Majjhima Nikaya, Mittlere Sammlung
M. 7. (I,7) Vatthūpama Sutta, Das Gleichnis vom Kleide
DAS HAB' ICH GEHÖRT. Zu einer Zeit weilte der Erhabene bei Sāvatthī, im
Siegerwalde, im Garten Anāthapindikos. Dort nun wandte sich der Erhabene an die
Mönche: "Ihr Mönche!" - "Erlauchter!" antworteten da jene Mönche dem Erhabenen
aufmerksam. Der Erhabene sprach also:
"Gleichwie etwa, Mönche, wenn der Färber ein Kleid
nähme, das besudelt und voller Flecken ist, und tauchte es in eine Farbenlösung,
in diese oder in jene, in eine blaue oder in eine gelbe, in eine rote oder in
eine violette, da könnt' es nur schlechte, nur unreine Färbung gewinnen, und
warum? Weil das Kleid, ihr Mönche, nicht rein ist: - Ebenso nun auch, ihr
Mönche, ist bei besudeltem Herzen ein schlechter Ausgang zu erwarten.
"Gleichwie etwa, Mönche, wenn der Färber ein Kleid
nähme, das sauber und rein ist, und tauchte es in eine Farbenlösung, in diese
oder in jene, in eine blaue oder in eine gelbe, in eine rote oder in eine
violette, da könnt' es nur gute, nur reine Färbung gewinnen, und warum? Weil das
Kleid, ihr Mönche, rein ist: - Ebenso nun auch, ihr Mönche, ist bei unbesudeltem
Herzen ein guter Ausgang zu erwarten.
"Was ist nun, ihr Mönche, Trübung des Herzens?

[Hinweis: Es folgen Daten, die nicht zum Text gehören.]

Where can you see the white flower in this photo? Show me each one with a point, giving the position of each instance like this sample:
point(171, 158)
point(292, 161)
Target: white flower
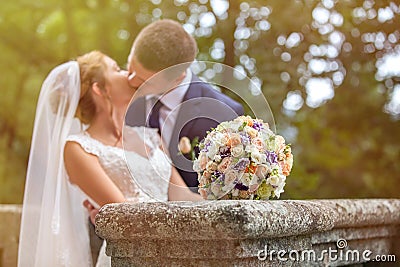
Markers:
point(258, 158)
point(216, 189)
point(212, 150)
point(230, 177)
point(246, 179)
point(273, 180)
point(217, 158)
point(184, 145)
point(235, 192)
point(235, 125)
point(211, 165)
point(251, 131)
point(220, 139)
point(237, 151)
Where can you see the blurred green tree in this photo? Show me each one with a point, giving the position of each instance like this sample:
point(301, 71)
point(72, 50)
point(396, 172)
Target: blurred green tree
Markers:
point(324, 67)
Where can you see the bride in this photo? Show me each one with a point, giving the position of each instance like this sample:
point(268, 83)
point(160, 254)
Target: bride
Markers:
point(78, 152)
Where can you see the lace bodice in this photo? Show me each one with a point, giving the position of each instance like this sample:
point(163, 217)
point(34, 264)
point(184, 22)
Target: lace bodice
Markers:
point(141, 172)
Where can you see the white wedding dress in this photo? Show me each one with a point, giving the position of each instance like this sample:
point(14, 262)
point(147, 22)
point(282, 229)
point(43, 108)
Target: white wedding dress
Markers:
point(145, 174)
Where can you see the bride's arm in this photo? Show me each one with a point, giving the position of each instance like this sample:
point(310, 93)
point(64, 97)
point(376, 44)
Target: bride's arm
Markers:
point(178, 190)
point(85, 171)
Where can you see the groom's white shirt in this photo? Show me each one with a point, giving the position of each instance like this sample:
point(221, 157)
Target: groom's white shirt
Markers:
point(171, 105)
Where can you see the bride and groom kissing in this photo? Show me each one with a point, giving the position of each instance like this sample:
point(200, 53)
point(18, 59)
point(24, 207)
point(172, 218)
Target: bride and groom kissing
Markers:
point(85, 149)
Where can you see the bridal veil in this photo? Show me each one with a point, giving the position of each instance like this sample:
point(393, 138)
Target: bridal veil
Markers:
point(54, 222)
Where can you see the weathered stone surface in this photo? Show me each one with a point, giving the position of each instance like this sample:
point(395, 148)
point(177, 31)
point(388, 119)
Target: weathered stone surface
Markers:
point(234, 233)
point(10, 217)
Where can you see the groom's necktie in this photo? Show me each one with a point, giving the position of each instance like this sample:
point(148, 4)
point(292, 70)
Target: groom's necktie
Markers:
point(154, 120)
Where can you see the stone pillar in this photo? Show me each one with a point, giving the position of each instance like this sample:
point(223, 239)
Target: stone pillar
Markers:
point(10, 219)
point(238, 233)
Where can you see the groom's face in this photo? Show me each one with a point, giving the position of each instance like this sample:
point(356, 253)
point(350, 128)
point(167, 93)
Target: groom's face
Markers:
point(147, 81)
point(137, 73)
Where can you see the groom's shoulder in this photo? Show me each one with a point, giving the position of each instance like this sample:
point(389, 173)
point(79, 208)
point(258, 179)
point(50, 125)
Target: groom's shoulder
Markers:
point(208, 91)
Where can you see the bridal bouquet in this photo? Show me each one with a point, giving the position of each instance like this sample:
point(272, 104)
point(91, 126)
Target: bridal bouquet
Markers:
point(243, 159)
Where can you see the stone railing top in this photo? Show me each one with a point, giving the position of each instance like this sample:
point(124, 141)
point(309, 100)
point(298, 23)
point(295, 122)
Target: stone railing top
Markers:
point(230, 219)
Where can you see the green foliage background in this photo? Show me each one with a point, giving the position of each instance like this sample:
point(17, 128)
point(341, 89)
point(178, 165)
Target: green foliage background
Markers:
point(347, 146)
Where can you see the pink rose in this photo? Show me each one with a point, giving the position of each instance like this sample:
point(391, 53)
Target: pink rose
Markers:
point(224, 164)
point(184, 145)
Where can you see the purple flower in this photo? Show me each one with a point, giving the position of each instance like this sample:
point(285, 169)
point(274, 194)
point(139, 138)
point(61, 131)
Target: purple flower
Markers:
point(241, 164)
point(271, 157)
point(217, 176)
point(224, 152)
point(206, 146)
point(245, 139)
point(257, 125)
point(241, 186)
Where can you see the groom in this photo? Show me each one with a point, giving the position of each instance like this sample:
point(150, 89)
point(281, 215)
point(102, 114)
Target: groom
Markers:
point(173, 99)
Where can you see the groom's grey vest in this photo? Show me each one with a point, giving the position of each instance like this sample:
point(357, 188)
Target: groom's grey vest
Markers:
point(202, 109)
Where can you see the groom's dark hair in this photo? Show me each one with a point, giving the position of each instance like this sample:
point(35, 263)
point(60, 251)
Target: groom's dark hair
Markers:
point(164, 43)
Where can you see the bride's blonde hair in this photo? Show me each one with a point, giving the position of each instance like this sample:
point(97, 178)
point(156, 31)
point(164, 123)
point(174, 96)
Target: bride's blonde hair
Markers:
point(92, 68)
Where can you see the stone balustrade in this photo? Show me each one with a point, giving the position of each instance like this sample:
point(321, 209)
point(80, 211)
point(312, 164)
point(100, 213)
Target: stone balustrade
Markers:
point(251, 233)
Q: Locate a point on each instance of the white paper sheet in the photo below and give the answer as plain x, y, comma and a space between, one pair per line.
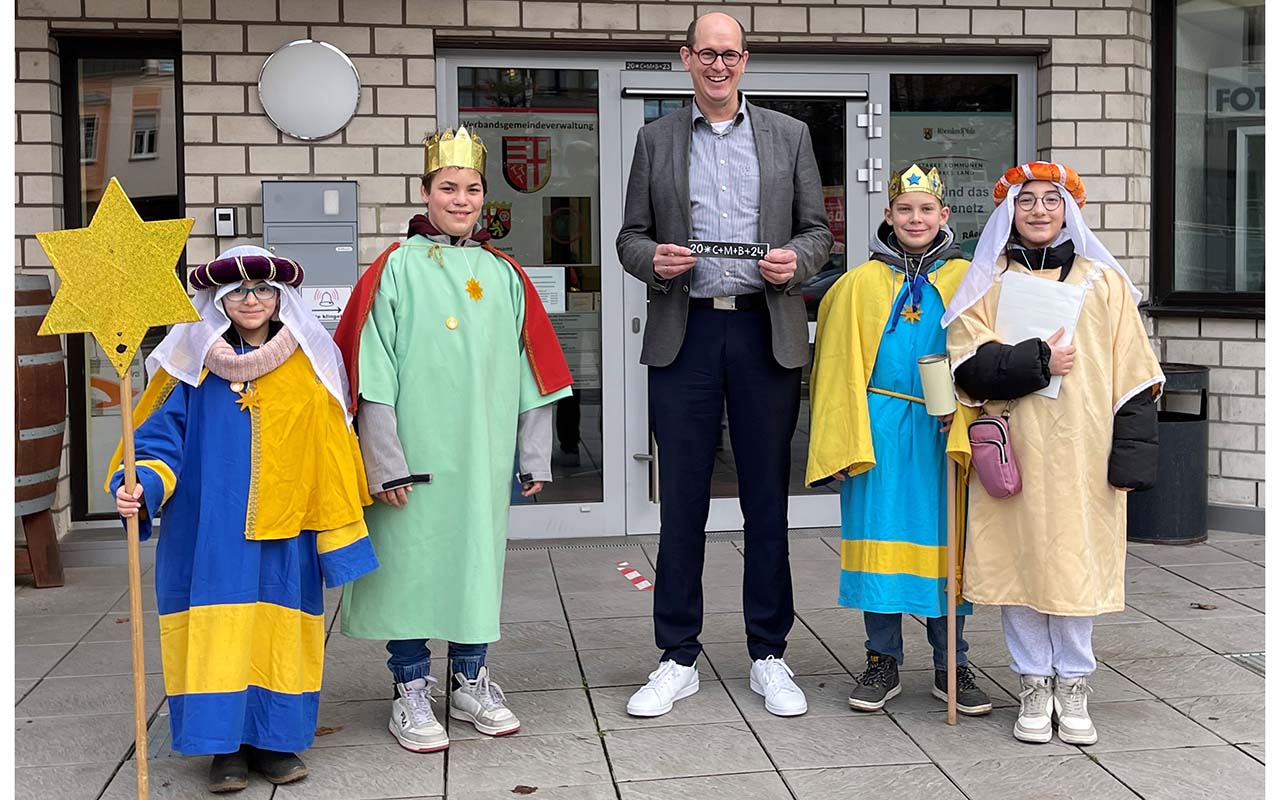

- Verderbte Selbstsucht ist Trübung des Herzens,
- Bosheit ist Trübung des Herzens,
- Zorn ist Trübung des Herzens,
- Niedertracht ist Trübung des Herzens,
- Heuchelei ist Trübung des Herzens,
- Neid ist Trübung des Herzen,
- Eiferung ist Trübung des Herzens,
- Eigensucht ist Trübung des Herzens,
- Trug ist Trübung des Herzens,
- Tücke ist Trübung des Herzens,
- Starrsinn ist Trübung des Herzens,
- Ungestüm ist Trübung des Herzens,
- Dünkel ist Trübung des Herzens,
- Übermut ist Trübung des Herzens,
- Lässigkeit ist Trübung des Herzens,
- Leichtsinn ist Trübung des Herzens.
"Ein Mönch nun, Ihr Mönche,
- der eingesehn hat, daß verderbte Selbstsucht Trübung
des Herzens sei, der verleugnet die verderbte Selbstsucht, die Trübung des
Herzens;
- der eingesehn hat, daß Bosheit Trübung des Herzens
sei, der verleugnet die Bosheit, die Trübung des Herzens;
- der eingesehn hat, daß Zorn Trübung des Herzens sei,
der leugnet den Zorn, die Trübung des Herzens;
- der eingesehn hat, daß Niedertracht Trübung des
Herzens sei, der verleugnet die Niedertracht, die Trübung des Herzens;
- der eingesehn hat, daß Heuchelei Trübung des Herzens
sei, der verleugnet die Heuchelei, die Trübung des Herzens;
- der eingesehn hat, daß Neid Trübung des Herzens sei,
der verleugnet den Neid, die Trübung des Herzens;
- der eingesehn hat, daß Eiferung Trübung des Herzens
sei, der verleugnet die Eiferung, die Trübung des Herzens;
- der eingesehn hat, daß Eigensucht Trübung des
Herzens sei, der verleugnet die Eigensucht, die Trübung des Herzens;
- der eingesehn hat, daß Trug Trübung des Herzens sei,
der verleugnet den Trug, die Trübung des Herzens;
- der eingesehn hat, daß Tücke Trübung des Herzens
sei, der verleugnet die Tücke, die Trübung des Herzens;
- der eingesehn hat, daß Starrsinn Trübung des Herzens
sei, der verleugnet den Starrsinn, die Trübung des Herzens;
- der eingesehn hat, daß Ungestüm Trübung des Herzens
sei, der verleugnet den Ungestüm, die Trübung des Herzens ;
- der eingesehn hat, daß Dünkel Trübung des Herzens
sei, der verleugnet den Dünkel, die Trübung des Herzens;
- der eingesehn hat, daß Übermut Trübung des Herzens
sei, der verleugnet den Übermut, die Trübung des Herzens;
- der eingesehn hat, daß Lässigkeit Trübung des
Herzens sei, der verleugnet die Lässigkeit, die Trübung des Herzens;
- der eingesehn hat, daß Leichtsinn Trübung des
Herzens sei, der verleugnet den Leichtsinn, die Trübung des Herzens.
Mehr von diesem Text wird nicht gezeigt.